Avant-propos
1. Deux hommes se font face, dans la lumière du petit matin. Ils sont proches, se parlent, partagent un même espace. L’un est un prisonnier, peut-être enchaîné, l’autre un juge enquêteur.
La scène est comme en suspens ; l’atmosphère est tendue, électrique – tout peut encore arriver. Le rapport de forces est déséquilibré et écrasant : on comprend que la situation peut dégénérer en un rien de temps, la violence exploser d’un moment à l’autre ; et c’est effectivement ce qui va se produire. Ce n’est pas un dialogue. C’est un interrogatoire.
Pourtant, à la seconde où il a rencontré le prévenu, celui qui semble être aux commandes a basculé dans une irrémédiable infériorité, qui l’écrase (à nos yeux) par rapport à la puissance invisible de celui qui est devant lui, désarmé et seul.
Si bouleversante soit-elle, cette inversion des rôles ne transparaît pourtant pas. Elle est pour ainsi dire refreinée, occultée, et sa révélation différée. C’est comme si ses effets avaient lieu dans une autre dimension, encore lointaine, quoique déjà essentielle ; et, de fait, ce sera uniquement en la rappelant à notre attention que nous pourrons clarifier, en temps voulu, le tournant crucial qui devait marquer cette confrontation. Pour l’heure, les conditions qui maintiennent les deux personnages dans leur jeu de dupes ne sont pas remises en cause. Le tableau demeure dramatique et le contraste vibrant. Ce n’est pas de la fiction : une vie est réellement en jeu. Et c’est précisément la scission entre ces deux opposés – ce qui apparaît et ce qui se cache – qui lui confère son pathos si particulier.
Au centre de la scène, on ne perçoit que le pouvoir incontesté de celui qui mène l’enquête, même si nous savons que cette domination est en réalité partielle, incomplète. Elle n’existe qu’en fonction d’un renversement total, qui transformera le perdant en vainqueur. En acceptant jusqu’au bout ce qui l’attend, ce dernier se prépare une apothéose absolue.
Considérons la position du juge.
On peut être amené, parfois, à jouer un rôle bien au-dessus de ses moyens : et cela par le plus grand des hasards, sans l’avoir voulu, ou tout du moins sans s’en rendre compte.
D’ordinaire, ce décalage est rare : ce qui nous arrive, du fait même que nous l’avons envisagé ou voulu, est presque toujours à notre portée.
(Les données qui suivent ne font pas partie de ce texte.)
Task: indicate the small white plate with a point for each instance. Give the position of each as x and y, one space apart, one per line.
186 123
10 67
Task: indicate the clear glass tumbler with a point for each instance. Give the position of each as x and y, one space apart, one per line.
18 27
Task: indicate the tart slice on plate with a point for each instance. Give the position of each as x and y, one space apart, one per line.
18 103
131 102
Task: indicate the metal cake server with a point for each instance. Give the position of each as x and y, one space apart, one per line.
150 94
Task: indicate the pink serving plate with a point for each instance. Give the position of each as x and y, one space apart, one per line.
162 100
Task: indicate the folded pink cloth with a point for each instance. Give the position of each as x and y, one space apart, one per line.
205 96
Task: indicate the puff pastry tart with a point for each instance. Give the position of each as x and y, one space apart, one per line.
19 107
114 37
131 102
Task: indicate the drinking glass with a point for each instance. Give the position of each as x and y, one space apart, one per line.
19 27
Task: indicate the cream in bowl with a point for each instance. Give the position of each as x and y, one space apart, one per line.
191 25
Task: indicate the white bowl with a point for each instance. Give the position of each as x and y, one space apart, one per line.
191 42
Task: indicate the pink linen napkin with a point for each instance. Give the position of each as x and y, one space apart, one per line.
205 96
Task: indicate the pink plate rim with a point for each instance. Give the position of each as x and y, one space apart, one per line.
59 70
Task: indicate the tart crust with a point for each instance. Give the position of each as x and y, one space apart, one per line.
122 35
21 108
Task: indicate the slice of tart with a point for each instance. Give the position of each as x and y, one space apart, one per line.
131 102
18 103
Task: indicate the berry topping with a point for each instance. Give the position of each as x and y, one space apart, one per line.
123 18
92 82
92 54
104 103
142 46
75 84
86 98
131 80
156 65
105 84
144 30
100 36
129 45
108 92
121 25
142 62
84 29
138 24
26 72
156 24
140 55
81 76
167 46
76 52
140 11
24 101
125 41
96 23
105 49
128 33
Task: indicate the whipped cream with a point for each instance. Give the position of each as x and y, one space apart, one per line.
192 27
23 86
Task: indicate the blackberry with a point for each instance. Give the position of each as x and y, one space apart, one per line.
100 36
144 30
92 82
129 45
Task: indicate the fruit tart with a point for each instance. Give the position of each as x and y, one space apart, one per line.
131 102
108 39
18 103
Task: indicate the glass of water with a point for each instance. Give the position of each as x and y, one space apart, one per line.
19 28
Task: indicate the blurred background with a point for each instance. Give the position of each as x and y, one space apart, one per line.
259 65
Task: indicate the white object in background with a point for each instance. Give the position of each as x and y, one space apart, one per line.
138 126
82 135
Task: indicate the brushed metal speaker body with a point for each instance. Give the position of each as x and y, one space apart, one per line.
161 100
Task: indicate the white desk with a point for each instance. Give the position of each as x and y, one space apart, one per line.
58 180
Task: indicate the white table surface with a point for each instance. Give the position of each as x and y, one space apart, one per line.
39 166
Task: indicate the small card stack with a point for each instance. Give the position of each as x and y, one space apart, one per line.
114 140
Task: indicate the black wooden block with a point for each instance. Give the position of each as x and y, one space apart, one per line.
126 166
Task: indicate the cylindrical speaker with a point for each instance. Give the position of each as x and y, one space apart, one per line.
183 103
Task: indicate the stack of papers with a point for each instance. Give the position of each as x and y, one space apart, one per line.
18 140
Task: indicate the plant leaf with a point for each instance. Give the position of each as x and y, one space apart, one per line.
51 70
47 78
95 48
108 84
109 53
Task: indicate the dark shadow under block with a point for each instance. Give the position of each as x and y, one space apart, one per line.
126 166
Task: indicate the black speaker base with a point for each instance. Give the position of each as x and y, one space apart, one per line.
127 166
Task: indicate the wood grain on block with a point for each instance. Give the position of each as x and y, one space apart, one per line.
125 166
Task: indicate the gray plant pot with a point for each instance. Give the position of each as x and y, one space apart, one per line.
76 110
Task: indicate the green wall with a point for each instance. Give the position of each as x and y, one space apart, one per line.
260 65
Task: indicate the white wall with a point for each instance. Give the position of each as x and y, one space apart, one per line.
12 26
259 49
Un principe de cohérence inflexible régit habituellement la mécanique de nos existences, à quelque échelle dussent-elles se dérouler.
Mais lorsque l’unité de mesure en vient à se briser, il en résulte des conséquences aux effets dévastateurs, surtout si les événements se précipitent et que tout se joue en l’espace de quelques heures. Le déséquilibre créé peut soit exalter celui qui le subit, le propulsant dans un nouvel ordre de grandeur, soit le détruire, soit le faire tout simplement tomber dans le ridicule. En somme, il peut être à l’origine de l’épopée, de la tragédie ou de la comédie, éventuellement mêlées, selon les circonstances ou les différentes inclinations des protagonistes.